Do not blindly copy all of the namespaces when tostring():ing a subtree. #184

Pelleplutt · 2015-12-14T15:21:07Z

When using a subtree of a document do not simply copy all of the
namespaces from all of the parents down. Only copy those that we
actually use within the subtree. This as copying all namespaces will
bloat the subtree with information it should not have.

This might seem harmless to do in the average case, but it will cause problems when serializing the XML, specifically C14N serialization which will according to specification retain all ns declarations on the root level element. So if this tostring() execution then will insert all parent namespace declarations into the now new root element we will unnecessarily bloat the ns declarations on this new toplevel element.

Having this said I am not confident this is the best code for doing this, feel free to point me in the direction of better code if you will.

When using a subtree of a document do not simply copy all of the namespaces from all of the parents down. Only copy those that we actually use within the subtree. This as copying all namespaces will bloat the subtree with information it should not have.

scoder · 2015-12-14T19:25:26Z

I generally like the change (and it's well written), but sadly, there are cases where _copyParentNamespaces() must really create an exact copy of all namespaces for correctness. There is a failing C14N test due to this change (although the failure is most likely not C14N related). I don't know if it's possible to distinguish between cases where this helps and those where it renders the output incorrect.

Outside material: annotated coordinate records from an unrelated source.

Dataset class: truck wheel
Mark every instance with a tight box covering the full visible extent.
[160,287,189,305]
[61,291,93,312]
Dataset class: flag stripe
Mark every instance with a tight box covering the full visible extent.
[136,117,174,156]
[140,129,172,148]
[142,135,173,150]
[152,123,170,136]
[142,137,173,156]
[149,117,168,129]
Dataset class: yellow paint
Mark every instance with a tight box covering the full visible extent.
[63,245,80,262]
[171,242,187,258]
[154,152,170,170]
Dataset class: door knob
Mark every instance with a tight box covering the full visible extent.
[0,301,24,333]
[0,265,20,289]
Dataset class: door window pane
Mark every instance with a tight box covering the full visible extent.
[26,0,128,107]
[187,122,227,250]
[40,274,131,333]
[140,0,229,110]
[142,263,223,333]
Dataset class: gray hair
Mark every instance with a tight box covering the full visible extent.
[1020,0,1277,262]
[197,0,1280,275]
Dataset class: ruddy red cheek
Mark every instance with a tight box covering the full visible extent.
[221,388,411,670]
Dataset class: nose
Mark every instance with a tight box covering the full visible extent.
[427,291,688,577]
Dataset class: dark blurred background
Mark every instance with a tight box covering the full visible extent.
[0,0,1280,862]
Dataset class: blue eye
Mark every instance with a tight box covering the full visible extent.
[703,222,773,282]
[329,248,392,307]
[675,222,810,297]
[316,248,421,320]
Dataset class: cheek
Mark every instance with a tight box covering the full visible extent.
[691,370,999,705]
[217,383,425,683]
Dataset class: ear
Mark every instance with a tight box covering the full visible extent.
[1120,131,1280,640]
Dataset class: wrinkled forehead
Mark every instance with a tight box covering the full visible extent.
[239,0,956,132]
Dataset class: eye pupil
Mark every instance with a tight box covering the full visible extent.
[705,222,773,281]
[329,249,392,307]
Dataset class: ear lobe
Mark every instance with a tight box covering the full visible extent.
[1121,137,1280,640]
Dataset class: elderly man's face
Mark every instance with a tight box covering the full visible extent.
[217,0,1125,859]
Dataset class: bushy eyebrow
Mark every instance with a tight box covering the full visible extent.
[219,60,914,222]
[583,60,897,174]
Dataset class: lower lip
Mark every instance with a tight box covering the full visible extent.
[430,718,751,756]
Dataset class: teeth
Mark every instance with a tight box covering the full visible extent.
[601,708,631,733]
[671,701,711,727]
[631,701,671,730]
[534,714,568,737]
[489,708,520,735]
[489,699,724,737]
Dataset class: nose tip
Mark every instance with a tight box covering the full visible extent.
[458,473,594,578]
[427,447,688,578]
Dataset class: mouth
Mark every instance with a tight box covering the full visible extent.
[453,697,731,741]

Pelleplutt · 2015-12-15T07:46:52Z

Sorry for my n00b-ness on this, I honestly tried running the test suite myself and failed. How do you actually run the tests locally?

Pelleplutt · 2015-12-15T08:43:45Z

I implemented your improvements. Regarding the loops; I tried to follow what seemed to be the local convention for the looping, but I guess I found old bad examples on how it was done. Thanks for the pointer.

Add control ability of the sleek ns copying to _copyParentNamespaces() so we can turn it off or on depending on the context. This as this is not always desired behavior. Leave it active only on c14n serialization for now.

Pelleplutt · 2015-12-15T08:49:31Z

I made a suggestion for how to retain the original behavior in all cases except for the c14n serialization (as this is where it really makes a difference). Not a big fan of pushing boolean flags to functions like this (as it quickly grows out of hand...). But it does the trick.

I guess one option would be to make a wrapper for _plainFakeRootDoc() (like done for _fakeRootDoc()) to limit the impact, but as it was only used in the raw form in two locations I left this out.

Pelleplutt · 2016-01-20T15:06:21Z

Any feedback on this?

scoder · 2016-01-22T10:11:53Z

src/lxml/proxy.pxi

-cdef void _copyParentNamespaces(xmlNode* c_from_node, xmlNode* c_to_node) nogil:
-    u"""Copy the namespaces of all ancestors of c_from_node to c_to_node.
+cdef void _copyParentNamespaces(xmlNode* c_from_node, xmlNode* c_to_node, bint applied_ns_only) nogil:
+    u"""Copy the namespaces of all ancestors of c_from_node to c_to_node that are used by c_to_node.


... used by c_from_node, it seems.

scoder · 2016-01-22T10:14:46Z

To run the tests, I just say python test.py -vv -p. Or call py.test src/lxml/tests if you have pytest. (Some of the HTML tests still seem to fail when run with pytest, thus the selected subdirectory.)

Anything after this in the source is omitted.